In Boyd and Vandenberghe's "Convex optimization," page $30$, it's stated that:
A related family of convex sets is the ellipsoids, which have the form $$\mathcal{E}=\{x\mid (x-x_c)^TP^{-1}(x-x_c)\leq 1\},$$ where $P=P^T\succ 0$, i.e., $P$ is symmetric and positive definite.
I understand that $P$ needs to be positive definite, but I fail to see that a symmetric $P$ with $P\succ 0$ is equivalent to positive definiteness. Also no mention is made of $P$ being non-singular, but then $P^{-1}$ is used in the definition. Finally, I believe that requiring the off-diagonal elements of $P$ to be strictly positive prevents the axes of the elipsoid to be parallel to the axes of $\Bbb R^n$, i.e., excludes some relevant ellipsoids from the definition.

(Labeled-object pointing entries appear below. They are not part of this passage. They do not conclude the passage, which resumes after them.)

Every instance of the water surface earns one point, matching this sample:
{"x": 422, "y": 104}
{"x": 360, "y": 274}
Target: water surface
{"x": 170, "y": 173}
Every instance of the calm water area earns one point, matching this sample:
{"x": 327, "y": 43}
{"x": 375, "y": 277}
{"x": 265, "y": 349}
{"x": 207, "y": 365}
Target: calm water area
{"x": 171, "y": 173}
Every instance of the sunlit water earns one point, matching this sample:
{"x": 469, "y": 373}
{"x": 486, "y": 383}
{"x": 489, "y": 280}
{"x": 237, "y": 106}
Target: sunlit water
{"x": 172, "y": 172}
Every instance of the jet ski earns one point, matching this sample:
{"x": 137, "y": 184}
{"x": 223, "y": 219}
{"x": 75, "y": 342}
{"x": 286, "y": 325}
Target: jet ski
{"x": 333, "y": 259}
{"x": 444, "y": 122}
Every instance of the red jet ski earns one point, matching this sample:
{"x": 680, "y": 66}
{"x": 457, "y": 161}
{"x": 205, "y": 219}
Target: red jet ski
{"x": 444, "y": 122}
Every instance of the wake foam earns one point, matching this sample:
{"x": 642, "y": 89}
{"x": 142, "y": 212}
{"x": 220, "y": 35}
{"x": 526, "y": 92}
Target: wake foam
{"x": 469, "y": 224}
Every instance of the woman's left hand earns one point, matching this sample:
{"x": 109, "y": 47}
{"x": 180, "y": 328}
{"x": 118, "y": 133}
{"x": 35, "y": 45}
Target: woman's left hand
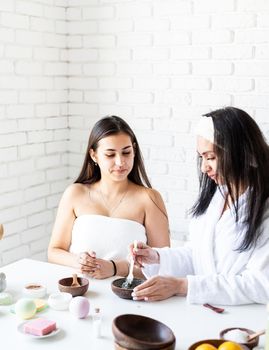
{"x": 160, "y": 288}
{"x": 104, "y": 269}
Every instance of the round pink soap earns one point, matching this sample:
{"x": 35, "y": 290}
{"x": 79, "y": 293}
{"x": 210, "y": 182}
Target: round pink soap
{"x": 79, "y": 306}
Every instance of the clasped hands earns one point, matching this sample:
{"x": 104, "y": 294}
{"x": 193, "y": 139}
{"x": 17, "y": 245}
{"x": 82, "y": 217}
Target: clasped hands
{"x": 157, "y": 287}
{"x": 89, "y": 264}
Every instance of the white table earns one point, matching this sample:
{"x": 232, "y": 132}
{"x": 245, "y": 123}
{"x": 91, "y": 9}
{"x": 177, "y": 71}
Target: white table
{"x": 189, "y": 323}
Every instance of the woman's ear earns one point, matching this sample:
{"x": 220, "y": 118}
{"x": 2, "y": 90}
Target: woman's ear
{"x": 134, "y": 147}
{"x": 92, "y": 155}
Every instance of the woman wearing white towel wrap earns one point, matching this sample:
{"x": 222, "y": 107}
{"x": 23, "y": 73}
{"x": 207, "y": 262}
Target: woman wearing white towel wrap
{"x": 227, "y": 258}
{"x": 110, "y": 205}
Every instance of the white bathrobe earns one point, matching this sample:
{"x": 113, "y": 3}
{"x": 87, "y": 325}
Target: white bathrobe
{"x": 216, "y": 272}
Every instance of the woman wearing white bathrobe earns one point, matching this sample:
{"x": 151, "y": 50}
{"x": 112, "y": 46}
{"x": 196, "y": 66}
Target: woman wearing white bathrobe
{"x": 227, "y": 258}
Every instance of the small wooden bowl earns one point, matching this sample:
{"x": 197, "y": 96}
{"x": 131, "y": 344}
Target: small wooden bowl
{"x": 64, "y": 285}
{"x": 141, "y": 333}
{"x": 250, "y": 344}
{"x": 214, "y": 342}
{"x": 125, "y": 293}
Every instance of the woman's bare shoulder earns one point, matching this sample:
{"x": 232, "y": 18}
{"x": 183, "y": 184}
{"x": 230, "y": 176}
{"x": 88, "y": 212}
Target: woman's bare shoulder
{"x": 75, "y": 190}
{"x": 148, "y": 194}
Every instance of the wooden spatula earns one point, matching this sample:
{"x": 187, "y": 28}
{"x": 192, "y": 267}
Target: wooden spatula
{"x": 75, "y": 282}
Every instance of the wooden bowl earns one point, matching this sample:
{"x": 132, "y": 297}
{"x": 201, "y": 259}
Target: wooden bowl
{"x": 141, "y": 333}
{"x": 125, "y": 293}
{"x": 250, "y": 344}
{"x": 214, "y": 342}
{"x": 64, "y": 285}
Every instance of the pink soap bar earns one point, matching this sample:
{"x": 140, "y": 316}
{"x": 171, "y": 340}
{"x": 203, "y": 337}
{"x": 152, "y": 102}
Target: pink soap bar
{"x": 39, "y": 326}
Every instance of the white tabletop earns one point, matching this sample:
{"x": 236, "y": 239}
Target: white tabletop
{"x": 189, "y": 323}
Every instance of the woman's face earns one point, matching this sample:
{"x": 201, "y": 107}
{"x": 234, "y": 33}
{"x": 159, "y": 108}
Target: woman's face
{"x": 209, "y": 159}
{"x": 115, "y": 156}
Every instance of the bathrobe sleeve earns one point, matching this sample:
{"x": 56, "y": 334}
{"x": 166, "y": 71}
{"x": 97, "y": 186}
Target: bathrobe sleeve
{"x": 246, "y": 282}
{"x": 173, "y": 262}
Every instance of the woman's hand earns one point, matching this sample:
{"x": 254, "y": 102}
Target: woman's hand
{"x": 143, "y": 254}
{"x": 95, "y": 267}
{"x": 160, "y": 288}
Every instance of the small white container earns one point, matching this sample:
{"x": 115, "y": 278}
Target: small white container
{"x": 34, "y": 290}
{"x": 97, "y": 319}
{"x": 59, "y": 300}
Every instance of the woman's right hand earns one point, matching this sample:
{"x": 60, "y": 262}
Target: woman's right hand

The definition of an ellipsoid in Wikipedia only calls for $P$ to be symmetric and positive-definite and does not mention $P^{-1}$:
$$\mathcal{E}=\{x\mid (x-x_c)^TP(x-x_c)\leq 1\}.$$
Am I right to understand that the rank of $P$ will be equal to the number of non-zero length axes in the ellipsoid?
(I do not know why the curly braces in the definition of the ellipsoid are not rendered.)
I believe you are confused by a notational issue. When Boyd and Vandenberghe introduce the $\succ$ notation at the beginning of section 1.6, they only say that "between symmetric matrices, it represents matrix inequality" and it is easy to misunderstand that as "componentwise inequality". It does not mean that; $A \succ 0$ is standard notation for "$A$ is positive definite", and $A \succ B$ is often used to mean $A-B$ is positive definite.
Just to reassure myself that Boyd and Vandenberghe follow this standard convention, I continued to section 2.2.5, where they write that they
I think this makes it clear that "$P = P^\mathsf T \succ 0$" in the definition of an ellipse simply notation equivalent to saying in words that "$P$ is symmetric and positive definite". (So the follow-up of "i.e., $P$ is symmetric and positive definite" is not meant to hide any argument, no matter how obvious - it is simply restating in words what was just said in symbols.)
Let me finish by answering the questions not related to notation.
One characterization of (symmetric) positive definite matrices is that all their eigenvalues are positive. In particular, if $P \succ 0$, then $P$ cannot be singular, because then it would have an eigenvalue of $0$, so it makes sense to talk about $P^{-1}$.
From there, if $P\mathbf x = \lambda \mathbf x$, then $P^{-1} \mathbf x = \lambda^{-1}\mathbf x$. Therefore the eigenvalues of $P^{-1}$ are just the reciprocals of the eigenvalues of $P$, and $P \succ 0 \iff P^{-1}\succ 0$.
Boyd and Vandenberghe assume that $P$ is positive definite and use $P^{-1}$ in the definition of the ellipse; meanwhile, Wikipedia assumes that $P$ is positive definite and uses $P$ in the definition of the ellipse. But as we see, if $P$ is positive definite, then so is $P^{-1}$, so the ellipses we get are the same in both cases! It's just that if an ellipse $\mathcal E$ is defined by $P$ from Boyd and Vandenberghe's perspective, then it is defined by $P^{-1}$ from Wikipedia's perspective.
Why would you do this? Well, if all you want to do is define an ellipse, then defining it as the set of points $\mathbf x$ with $\mathbf x^{\mathsf T}P \mathbf x \le 1$ is simpler. But if you read on in Wikipedia, you see that with this setup, the lengths of the semi-axes of the ellipse are given by the reciprocals of the square roots of the eigenvalues of $P$. If you use $P^{-1}$ in the definition, then the semiaxes are simply given by the square roots of the eigenvalues, which gives us a more intuitive relationship between $P$ and the ellipse.